Anyway, everything is because I have a class called jview which loads the PHP view templates in my system, and lots of the templates (if not all) use this tags, so I wanted to keep writing the code like that without changing the short tags in the template files. You can think on WordPress templates to get an idea of how my templates look like.
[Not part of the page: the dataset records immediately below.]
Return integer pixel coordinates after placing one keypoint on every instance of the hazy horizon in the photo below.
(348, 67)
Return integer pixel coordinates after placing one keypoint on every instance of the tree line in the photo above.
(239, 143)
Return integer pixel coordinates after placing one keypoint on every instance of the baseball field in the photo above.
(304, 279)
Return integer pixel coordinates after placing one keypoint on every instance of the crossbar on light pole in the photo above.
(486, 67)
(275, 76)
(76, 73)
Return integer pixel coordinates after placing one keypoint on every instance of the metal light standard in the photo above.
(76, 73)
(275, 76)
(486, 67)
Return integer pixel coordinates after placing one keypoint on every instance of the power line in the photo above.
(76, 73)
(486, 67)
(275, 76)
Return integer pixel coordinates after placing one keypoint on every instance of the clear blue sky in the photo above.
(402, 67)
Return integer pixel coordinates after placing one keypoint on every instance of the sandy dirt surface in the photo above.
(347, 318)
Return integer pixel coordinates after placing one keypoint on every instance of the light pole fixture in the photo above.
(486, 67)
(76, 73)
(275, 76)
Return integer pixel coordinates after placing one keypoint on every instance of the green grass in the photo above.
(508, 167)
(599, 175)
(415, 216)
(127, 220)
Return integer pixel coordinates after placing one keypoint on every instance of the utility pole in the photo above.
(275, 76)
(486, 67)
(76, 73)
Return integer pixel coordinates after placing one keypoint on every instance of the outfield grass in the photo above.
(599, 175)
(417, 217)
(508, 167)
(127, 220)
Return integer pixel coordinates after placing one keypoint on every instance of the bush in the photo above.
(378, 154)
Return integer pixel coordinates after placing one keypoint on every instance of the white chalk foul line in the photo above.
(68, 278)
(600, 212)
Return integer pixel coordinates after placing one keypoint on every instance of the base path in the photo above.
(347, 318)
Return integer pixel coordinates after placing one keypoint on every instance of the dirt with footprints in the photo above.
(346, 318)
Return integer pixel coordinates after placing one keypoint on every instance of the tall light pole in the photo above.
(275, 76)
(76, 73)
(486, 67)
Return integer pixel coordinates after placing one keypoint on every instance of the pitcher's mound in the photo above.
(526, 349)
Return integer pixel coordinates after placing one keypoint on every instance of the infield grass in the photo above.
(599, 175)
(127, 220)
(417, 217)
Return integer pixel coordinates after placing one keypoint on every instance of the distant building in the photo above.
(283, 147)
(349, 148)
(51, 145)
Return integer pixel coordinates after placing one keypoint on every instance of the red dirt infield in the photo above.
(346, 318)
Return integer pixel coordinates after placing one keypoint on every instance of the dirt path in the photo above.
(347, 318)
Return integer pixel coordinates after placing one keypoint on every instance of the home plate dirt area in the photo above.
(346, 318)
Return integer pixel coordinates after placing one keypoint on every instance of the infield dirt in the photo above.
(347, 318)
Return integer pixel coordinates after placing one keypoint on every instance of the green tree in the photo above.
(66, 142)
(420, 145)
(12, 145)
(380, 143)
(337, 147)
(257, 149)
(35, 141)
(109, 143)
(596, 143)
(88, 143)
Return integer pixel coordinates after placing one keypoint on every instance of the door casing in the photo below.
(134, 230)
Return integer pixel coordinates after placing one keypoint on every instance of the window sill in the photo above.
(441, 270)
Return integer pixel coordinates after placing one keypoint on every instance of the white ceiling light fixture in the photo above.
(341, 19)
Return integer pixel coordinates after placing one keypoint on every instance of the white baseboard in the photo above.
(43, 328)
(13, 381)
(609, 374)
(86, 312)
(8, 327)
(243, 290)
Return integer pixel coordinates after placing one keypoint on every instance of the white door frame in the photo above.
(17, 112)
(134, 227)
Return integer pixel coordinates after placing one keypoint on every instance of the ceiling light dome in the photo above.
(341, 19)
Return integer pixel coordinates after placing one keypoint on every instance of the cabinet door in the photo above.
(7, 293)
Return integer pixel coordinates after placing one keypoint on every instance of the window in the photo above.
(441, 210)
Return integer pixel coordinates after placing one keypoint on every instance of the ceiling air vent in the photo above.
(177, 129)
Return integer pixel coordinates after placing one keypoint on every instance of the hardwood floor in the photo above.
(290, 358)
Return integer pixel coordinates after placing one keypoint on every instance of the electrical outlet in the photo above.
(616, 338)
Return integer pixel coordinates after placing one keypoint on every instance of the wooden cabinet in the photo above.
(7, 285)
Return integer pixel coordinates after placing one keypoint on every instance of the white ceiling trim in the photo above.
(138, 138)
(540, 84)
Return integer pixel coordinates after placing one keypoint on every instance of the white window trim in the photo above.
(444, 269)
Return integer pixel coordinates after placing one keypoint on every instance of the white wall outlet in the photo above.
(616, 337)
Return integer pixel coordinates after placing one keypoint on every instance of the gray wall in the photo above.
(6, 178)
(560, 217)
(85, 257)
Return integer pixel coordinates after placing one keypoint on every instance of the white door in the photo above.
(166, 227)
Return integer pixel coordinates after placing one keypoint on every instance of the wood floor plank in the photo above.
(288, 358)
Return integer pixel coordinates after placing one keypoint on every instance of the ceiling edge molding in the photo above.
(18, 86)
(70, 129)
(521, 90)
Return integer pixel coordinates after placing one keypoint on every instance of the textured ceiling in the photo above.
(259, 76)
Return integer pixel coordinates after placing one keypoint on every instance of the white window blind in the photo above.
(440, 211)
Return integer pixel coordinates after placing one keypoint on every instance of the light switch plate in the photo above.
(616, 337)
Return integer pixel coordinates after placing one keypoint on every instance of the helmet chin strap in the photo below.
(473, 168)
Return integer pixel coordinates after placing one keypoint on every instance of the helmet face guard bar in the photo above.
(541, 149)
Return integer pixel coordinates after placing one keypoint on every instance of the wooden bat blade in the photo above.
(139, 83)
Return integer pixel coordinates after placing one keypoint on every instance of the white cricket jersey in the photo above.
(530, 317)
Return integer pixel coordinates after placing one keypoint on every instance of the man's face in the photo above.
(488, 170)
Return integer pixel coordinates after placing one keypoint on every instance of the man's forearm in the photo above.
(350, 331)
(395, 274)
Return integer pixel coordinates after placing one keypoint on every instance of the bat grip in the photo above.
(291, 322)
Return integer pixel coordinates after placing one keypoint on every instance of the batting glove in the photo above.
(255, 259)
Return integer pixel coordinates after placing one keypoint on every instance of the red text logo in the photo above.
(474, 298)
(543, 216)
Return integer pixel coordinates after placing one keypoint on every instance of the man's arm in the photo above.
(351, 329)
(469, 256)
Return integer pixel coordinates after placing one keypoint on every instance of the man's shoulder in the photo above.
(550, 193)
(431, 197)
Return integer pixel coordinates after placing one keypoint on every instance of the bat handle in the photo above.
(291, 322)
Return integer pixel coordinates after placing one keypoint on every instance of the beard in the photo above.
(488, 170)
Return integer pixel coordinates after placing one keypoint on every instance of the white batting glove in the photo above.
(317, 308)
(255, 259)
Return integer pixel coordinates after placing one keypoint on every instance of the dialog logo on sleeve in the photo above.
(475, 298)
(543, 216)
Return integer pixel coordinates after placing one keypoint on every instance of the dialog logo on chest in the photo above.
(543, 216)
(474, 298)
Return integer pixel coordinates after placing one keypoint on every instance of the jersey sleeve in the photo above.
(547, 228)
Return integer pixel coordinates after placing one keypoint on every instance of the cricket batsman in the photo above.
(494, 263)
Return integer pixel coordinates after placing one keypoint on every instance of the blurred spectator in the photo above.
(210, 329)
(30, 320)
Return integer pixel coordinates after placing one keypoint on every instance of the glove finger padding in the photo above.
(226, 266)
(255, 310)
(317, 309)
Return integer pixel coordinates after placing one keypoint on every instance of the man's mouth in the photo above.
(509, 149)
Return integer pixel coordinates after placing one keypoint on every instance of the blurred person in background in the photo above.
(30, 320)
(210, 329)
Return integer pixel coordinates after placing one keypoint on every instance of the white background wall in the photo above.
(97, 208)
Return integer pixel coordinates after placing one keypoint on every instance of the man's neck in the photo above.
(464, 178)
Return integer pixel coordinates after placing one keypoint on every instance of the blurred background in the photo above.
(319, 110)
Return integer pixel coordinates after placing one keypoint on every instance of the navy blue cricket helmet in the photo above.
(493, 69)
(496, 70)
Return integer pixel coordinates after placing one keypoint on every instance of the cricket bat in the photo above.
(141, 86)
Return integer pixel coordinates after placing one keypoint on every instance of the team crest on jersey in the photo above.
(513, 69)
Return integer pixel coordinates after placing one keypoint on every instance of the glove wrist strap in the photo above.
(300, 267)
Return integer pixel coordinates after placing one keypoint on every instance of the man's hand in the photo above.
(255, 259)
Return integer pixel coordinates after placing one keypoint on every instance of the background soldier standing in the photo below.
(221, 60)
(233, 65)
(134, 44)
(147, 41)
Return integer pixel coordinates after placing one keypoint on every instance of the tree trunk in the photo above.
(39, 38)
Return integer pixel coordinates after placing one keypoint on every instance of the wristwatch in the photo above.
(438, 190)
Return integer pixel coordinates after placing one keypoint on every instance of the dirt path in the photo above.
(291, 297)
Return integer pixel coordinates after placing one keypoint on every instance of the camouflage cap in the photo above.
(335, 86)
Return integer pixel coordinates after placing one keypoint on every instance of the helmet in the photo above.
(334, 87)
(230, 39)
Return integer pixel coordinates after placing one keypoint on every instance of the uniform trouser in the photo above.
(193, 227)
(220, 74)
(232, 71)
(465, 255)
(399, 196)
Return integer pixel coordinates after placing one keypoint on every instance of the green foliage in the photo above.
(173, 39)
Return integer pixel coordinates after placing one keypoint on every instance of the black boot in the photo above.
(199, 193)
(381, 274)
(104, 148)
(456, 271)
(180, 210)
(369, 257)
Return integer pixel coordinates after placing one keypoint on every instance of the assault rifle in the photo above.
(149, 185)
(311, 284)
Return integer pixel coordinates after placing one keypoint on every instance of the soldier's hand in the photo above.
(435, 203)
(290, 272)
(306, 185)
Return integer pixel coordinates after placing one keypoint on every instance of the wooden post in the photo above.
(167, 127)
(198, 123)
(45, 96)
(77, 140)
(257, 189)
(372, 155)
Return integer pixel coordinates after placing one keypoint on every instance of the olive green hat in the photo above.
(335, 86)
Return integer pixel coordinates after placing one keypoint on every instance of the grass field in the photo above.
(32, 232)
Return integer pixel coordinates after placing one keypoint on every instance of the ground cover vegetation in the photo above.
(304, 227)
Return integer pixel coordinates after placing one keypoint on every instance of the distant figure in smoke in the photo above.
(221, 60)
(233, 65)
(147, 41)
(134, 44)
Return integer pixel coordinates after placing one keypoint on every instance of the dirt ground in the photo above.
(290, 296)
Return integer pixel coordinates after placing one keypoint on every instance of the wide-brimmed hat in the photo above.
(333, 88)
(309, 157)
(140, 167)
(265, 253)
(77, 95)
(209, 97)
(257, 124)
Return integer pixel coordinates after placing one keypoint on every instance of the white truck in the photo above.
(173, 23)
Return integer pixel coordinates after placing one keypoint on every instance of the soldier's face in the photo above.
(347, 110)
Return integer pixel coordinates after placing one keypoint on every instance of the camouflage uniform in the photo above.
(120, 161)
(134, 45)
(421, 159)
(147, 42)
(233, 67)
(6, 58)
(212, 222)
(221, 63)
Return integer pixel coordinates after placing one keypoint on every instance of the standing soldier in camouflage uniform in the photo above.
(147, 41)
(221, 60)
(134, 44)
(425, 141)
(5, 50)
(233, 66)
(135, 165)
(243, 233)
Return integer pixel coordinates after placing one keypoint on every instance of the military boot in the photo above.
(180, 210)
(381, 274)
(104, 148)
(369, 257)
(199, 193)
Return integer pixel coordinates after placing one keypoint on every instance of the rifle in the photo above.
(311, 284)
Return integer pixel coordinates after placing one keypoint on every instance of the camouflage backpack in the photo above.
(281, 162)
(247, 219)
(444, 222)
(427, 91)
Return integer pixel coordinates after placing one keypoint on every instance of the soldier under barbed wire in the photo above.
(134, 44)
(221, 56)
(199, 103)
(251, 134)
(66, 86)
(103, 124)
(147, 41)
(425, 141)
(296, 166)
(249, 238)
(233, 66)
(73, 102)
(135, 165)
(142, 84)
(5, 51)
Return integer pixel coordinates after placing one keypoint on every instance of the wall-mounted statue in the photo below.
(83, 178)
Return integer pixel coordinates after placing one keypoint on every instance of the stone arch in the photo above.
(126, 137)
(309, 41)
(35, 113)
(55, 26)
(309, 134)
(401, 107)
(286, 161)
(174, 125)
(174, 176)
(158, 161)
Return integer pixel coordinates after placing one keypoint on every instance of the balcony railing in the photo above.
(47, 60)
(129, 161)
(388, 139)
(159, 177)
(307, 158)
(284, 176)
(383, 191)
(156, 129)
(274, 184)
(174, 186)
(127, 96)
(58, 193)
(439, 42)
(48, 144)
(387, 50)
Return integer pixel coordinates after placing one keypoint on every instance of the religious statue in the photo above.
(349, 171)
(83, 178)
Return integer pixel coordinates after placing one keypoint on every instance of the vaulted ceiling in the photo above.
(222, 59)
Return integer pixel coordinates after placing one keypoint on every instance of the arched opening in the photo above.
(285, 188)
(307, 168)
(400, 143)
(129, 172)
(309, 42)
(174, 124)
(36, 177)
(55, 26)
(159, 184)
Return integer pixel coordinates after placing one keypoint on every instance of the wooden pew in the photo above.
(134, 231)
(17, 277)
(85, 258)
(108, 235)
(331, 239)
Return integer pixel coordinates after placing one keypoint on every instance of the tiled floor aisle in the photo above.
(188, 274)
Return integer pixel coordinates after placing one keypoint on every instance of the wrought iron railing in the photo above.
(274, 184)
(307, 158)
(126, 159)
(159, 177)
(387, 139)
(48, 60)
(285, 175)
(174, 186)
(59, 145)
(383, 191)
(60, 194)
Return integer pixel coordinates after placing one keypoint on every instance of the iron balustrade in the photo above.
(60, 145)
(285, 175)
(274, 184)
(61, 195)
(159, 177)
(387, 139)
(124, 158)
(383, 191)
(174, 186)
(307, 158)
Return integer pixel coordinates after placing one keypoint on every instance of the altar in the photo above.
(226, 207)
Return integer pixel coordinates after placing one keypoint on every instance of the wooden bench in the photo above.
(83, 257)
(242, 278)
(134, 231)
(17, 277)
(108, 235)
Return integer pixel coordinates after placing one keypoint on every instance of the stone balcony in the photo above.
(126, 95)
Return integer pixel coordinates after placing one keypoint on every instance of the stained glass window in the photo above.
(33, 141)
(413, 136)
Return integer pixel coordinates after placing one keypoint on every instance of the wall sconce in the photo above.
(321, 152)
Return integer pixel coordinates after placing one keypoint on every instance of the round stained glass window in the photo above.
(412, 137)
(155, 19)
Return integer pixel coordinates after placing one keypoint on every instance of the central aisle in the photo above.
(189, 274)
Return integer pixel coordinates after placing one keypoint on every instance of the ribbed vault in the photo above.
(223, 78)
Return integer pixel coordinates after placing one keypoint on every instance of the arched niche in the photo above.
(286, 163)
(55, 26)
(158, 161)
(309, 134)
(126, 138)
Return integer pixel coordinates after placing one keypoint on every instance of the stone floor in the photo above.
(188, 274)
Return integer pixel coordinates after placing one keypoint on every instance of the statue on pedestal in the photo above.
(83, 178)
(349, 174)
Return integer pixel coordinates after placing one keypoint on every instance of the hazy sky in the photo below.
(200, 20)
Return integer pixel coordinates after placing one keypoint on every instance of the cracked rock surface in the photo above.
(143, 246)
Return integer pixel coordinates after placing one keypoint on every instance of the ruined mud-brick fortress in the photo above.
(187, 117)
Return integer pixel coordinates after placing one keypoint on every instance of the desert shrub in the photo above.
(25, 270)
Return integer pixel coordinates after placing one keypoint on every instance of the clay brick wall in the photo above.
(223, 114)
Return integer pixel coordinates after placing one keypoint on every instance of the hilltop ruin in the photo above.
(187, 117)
Just to make an example of the whole problem, have a look at the following PHP code:

<?php echo "hello"?> <?= "world"?>

When short_open_tags is enabled, the PHP output is:

hello world

But when short_open_tags is disabled, then PHP produces this ugly output:

hello <?= "world"?>

BTW, I had two alternatives for solving this problem:

  • Copy the template file into a temporal file, replace all ‘<?=’ by ‘<?php ‘, include the temporal file as a PHP file, and finally remove the file
  • Make a PHP interpreter in PHP where I replace ‘<?=’ by ‘<?php ‘

If you know me, you know I’ve chosen the second option ;D

It only took me 20 minutes!! Less than I expected!

Here is the code:

  function include_emulating_short_tags ($viewFile)
  {
    // Alternate method for making <?= valid
    $raw = file_get_contents ($viewFile);
    $raw = str_replace ('<?=', '<?php echo ', $raw); 
 
    $html = '';
    $phptokens = @token_get_all ($raw);
 
    $mode    = 'text';
    $phpcode = '';
    foreach ($phptokens as $ptoken)
    {
      if (($mode == 'text') && is_array ($ptoken) && ($ptoken[0] === T_OPEN_TAG)) {
        $mode = 'php';
        continue;
      }
 
      if (($mode == 'php') && is_array ($ptoken) && ($ptoken[0] === T_CLOSE_TAG)) {
        ob_start();
        eval ($phpcode . ';');
        $html .= ob_get_contents();
        ob_end_clean();
 
        $mode    = 'text';
        $phpcode = '';
        continue;
      }
 
      if ($mode == 'text') { 
        $html .= is_array ($ptoken) ? $ptoken[1] : $ptoken;
      }
      else {
        $phpcode .= is_array ($ptoken) ? $ptoken[1] : $ptoken;
      }
    }
 
    if (($mode == 'php') && ($phpcode !== '')) {
      ob_start();
      eval ($phpcode);
      $html .= ob_get_contents();
      ob_end_clean();
    }
 
    return $html;
  }

At the end, the variable $html returned, contains the HTML code that will otherwise be flushed to standard output. This way, you can do with the output whatever you want.

Finally, if we use include_emulating_short_tags when short_open_tags=0 with the original example, the output will be “hello world”, what I wanted :D. I can see a couple of inconveniences (that could be work-arounded by writing something more elaborate), but for practical uses, it works perfectly well.